A decisão do corregedor

O corregedor nacional Corrêa da Veiga considerou que “permanece em plena vigência a recomendação oriunda desta Corregedoria-Geral da Justiça do Trabalho nos autos do PP nº 1001015-65.2020.5.00.0000, a qual, por sua vez, tem por lastro a Resolução nº 105/2010 do Conselho Nacional de Justiça”.

Por isso, julgou procedente o pedido de providências formulado pela juíza Daniela e pela Amatra-4, determinando ao TRT da 4ª Região que cumpra a recomendação de que “se abstenha de determinar aos magistrados a degravação de depoimentos colhidos em audiências tele presenciais”.

Também determinou que a 8ª Turma do TRT da 4ª Região observe o disposto no artigo 2º, caput e parágrafo único da Resolução CNJ 105/2010. Tal para que as determinações de degravação ou transcrição de depoimentos prestados, caso consideradas necessárias, sejam realizadas pela estrutura da serventia (ou do gabinete) que assim o entenda.
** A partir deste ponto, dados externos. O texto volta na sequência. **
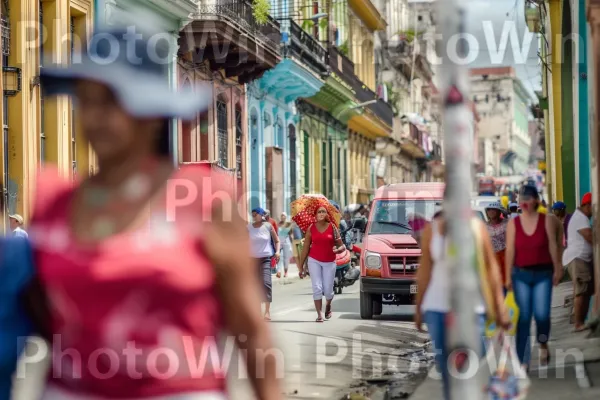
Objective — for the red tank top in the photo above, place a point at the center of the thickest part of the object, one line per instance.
(532, 251)
(321, 248)
(139, 310)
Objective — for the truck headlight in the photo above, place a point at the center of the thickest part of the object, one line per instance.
(372, 260)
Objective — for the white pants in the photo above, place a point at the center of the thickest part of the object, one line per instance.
(286, 255)
(322, 276)
(53, 392)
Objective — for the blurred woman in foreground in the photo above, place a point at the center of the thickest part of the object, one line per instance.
(138, 257)
(434, 283)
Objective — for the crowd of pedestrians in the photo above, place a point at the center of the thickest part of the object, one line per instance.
(526, 251)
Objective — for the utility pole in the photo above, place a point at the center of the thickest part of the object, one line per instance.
(465, 337)
(414, 61)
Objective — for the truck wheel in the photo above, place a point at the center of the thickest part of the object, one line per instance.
(377, 305)
(366, 305)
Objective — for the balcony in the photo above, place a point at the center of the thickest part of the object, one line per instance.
(307, 49)
(343, 67)
(225, 34)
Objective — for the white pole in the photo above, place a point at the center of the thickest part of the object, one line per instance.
(464, 336)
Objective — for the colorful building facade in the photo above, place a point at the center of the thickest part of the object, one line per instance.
(275, 133)
(37, 130)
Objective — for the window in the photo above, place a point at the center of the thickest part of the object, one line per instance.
(293, 178)
(73, 133)
(186, 133)
(338, 175)
(41, 32)
(204, 135)
(222, 133)
(330, 186)
(280, 135)
(307, 170)
(41, 89)
(5, 26)
(239, 134)
(324, 185)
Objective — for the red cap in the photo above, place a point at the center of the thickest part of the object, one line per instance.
(586, 199)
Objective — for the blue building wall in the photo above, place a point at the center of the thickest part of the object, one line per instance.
(584, 123)
(272, 116)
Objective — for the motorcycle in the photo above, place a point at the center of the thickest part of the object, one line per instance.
(348, 271)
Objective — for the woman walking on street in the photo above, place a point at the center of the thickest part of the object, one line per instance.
(497, 231)
(285, 240)
(433, 301)
(533, 265)
(321, 244)
(265, 246)
(171, 274)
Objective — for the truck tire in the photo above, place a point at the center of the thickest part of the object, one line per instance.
(366, 305)
(377, 305)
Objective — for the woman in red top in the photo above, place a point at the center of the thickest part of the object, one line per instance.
(533, 265)
(321, 243)
(137, 260)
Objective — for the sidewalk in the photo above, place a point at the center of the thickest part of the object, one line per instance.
(574, 370)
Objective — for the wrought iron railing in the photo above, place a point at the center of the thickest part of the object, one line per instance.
(307, 48)
(240, 12)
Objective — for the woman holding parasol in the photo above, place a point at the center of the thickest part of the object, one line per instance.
(319, 219)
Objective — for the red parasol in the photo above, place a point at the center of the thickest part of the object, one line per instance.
(304, 210)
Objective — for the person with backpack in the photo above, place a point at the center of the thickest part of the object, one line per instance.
(265, 246)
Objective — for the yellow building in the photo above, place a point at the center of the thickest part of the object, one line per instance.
(38, 130)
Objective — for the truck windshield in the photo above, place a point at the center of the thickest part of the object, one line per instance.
(401, 216)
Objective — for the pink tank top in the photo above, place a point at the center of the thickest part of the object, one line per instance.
(137, 314)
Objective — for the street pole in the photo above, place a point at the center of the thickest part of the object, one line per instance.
(464, 334)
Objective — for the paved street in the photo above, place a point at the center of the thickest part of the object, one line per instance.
(313, 368)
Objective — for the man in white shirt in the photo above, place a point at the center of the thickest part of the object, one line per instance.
(16, 222)
(578, 259)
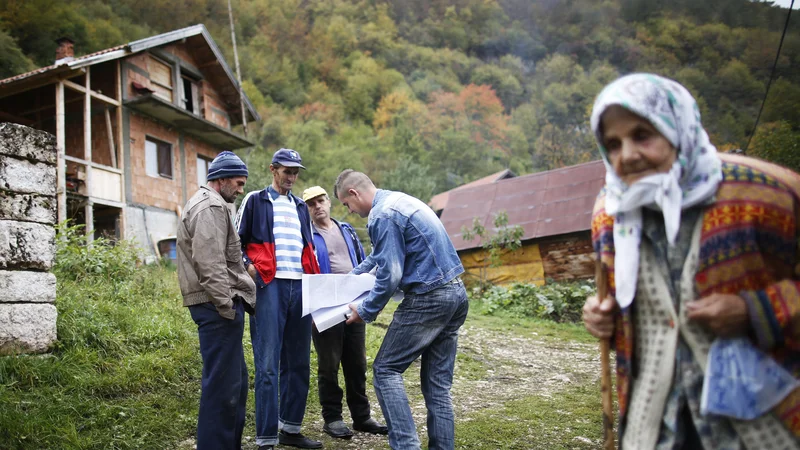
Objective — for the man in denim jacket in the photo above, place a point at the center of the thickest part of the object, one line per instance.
(412, 252)
(216, 289)
(338, 251)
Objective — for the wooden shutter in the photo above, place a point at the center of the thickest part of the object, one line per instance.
(161, 77)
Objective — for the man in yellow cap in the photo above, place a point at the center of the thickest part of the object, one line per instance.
(338, 251)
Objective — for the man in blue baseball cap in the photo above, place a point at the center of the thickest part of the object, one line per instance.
(277, 246)
(217, 289)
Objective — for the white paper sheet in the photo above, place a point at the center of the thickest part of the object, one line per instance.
(325, 318)
(330, 290)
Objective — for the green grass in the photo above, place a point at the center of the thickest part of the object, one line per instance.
(125, 374)
(536, 422)
(532, 328)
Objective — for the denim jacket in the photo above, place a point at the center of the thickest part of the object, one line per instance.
(411, 250)
(350, 239)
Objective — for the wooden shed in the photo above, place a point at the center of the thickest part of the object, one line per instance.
(136, 127)
(554, 209)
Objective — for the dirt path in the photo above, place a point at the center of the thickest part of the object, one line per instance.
(519, 367)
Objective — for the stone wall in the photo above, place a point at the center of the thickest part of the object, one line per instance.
(27, 239)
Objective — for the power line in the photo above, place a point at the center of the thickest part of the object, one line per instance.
(771, 75)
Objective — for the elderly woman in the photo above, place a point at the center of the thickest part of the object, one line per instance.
(697, 246)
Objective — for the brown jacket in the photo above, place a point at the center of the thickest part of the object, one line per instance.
(210, 267)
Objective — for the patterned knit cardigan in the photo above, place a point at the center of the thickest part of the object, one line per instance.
(748, 246)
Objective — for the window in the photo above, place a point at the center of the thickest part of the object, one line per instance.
(189, 95)
(161, 79)
(202, 170)
(158, 158)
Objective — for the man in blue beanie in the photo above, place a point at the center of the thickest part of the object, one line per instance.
(217, 290)
(277, 247)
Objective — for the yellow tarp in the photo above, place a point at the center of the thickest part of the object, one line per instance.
(522, 265)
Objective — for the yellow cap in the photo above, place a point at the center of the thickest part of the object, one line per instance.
(313, 191)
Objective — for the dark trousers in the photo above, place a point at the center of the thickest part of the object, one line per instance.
(342, 344)
(282, 351)
(224, 383)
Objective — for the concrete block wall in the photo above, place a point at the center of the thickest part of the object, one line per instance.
(27, 239)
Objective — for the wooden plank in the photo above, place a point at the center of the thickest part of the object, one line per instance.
(111, 148)
(4, 116)
(87, 154)
(119, 82)
(61, 164)
(106, 185)
(160, 73)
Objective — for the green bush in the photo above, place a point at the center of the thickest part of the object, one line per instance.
(559, 302)
(77, 260)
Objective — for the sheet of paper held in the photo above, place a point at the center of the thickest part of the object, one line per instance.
(328, 290)
(325, 318)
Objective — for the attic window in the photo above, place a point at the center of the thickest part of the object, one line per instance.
(158, 158)
(189, 95)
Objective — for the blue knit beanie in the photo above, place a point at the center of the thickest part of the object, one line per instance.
(226, 165)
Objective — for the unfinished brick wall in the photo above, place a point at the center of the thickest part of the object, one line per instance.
(568, 257)
(27, 239)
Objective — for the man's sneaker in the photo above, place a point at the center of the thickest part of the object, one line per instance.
(371, 426)
(297, 440)
(337, 429)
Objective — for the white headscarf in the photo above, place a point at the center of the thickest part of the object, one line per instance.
(692, 180)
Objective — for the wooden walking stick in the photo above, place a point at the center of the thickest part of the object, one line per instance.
(601, 280)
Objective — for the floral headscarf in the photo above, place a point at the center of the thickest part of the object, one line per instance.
(692, 180)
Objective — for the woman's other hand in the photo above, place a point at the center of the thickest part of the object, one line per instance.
(724, 314)
(598, 317)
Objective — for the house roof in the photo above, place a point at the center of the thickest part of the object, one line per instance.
(439, 201)
(198, 33)
(545, 204)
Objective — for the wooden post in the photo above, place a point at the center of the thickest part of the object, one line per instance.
(61, 168)
(121, 146)
(110, 132)
(601, 280)
(87, 156)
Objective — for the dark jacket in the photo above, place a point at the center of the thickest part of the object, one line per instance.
(254, 224)
(350, 238)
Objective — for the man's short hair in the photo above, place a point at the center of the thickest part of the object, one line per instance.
(350, 179)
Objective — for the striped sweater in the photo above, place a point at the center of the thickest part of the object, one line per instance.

A decisão é abrangente e alcança situações semelhantes e julgados idênticos, suscitados em pedidos de providências pelos juízes do Trabalho Evandro Luís Urnau, Eny Ondina Costa Da Silva e Lenara Aita Bozzetto.

O corregedor Aloysio Correa da Veiga não viu respaldo no tocante aos pedido de ingresso da AGETRA e da OAB/RS que pretenderam se habilitar, como terceiras interessadas, no pedido de providências. (PP nº 0000149-43.2021.2.00.0500).